The day broke deeply foggy, which was perfect, but had cleared to a lovely blue by afternoon. It was as cold as expected but when it comes to boats, we are sort of like dogs in cars- we want our faces in the wind.
The installation made specifically for Alcatraz is by Ai Weiwei, an artist who scares the Chinese government so much they put him in jail and continue to try to keep him suppressed but as he says,
"The misconception of totalitarianism is that freedom can be imprisoned. This is not the case. When you constrain freedom, freedom will take flight and land on a window sill."
The symbolism of the kite is pretty obvious and set in the decay of a decrepit prison with the sun streaming in the dirty windows, well, it was lovely.
My favorite kite panel.
In the next room, the faces of people who have been imprisoned because of they worked for freedom. The pixilation is because they are made entirely of Legos.

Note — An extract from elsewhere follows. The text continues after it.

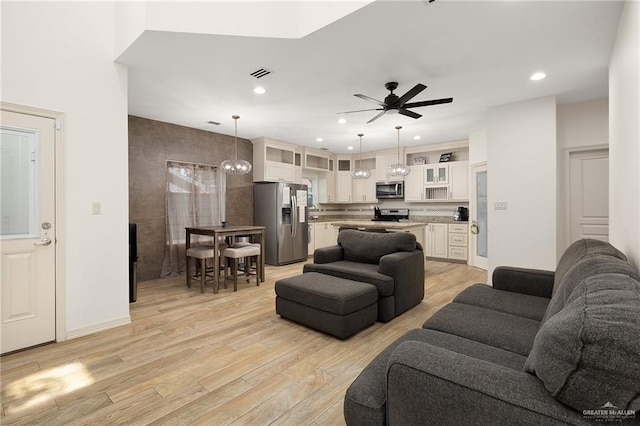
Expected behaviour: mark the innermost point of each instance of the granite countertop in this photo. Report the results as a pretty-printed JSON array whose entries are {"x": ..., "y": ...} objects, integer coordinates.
[{"x": 377, "y": 224}]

Dr. MLK and Snowden are here too, but for me the story is that there are so many dissidents I had never heard of, especially in the Arab world and in SE Asia. Some whose faces are here are still in prison, already dead or no one knows.
Another part of the exhibit uses parts of Tibetan solar cookers to create a structure that looks sort of like a giant robot insect with tea pots attached. It can only be viewed through the broken glass of the walkway where armed guards looked down on the prison workshop. (Not easily photographed)
There was also audio installation in solitary and ceramic flowers in the prison psyc ward.
Add to that the usual prison tour and we spent 4 hours and could have stayed longer but our parking meter back on shore was ticking away.
On a lighter note, I had to laugh at the display of prisoner pastimes which included not only Mark's much-loved baseball, but cribbage, a game we have played now for 37 years.
All in all, very impressive and we are glad to have made it here in time. The exhibit closes by the end of the month and I asked a docent what was going to happen to this, as it really is a very site specific work, and he said he wasn't sure but parts of it may go on elsewhere.
Perhaps the Lego floor is our new AIDS quilt.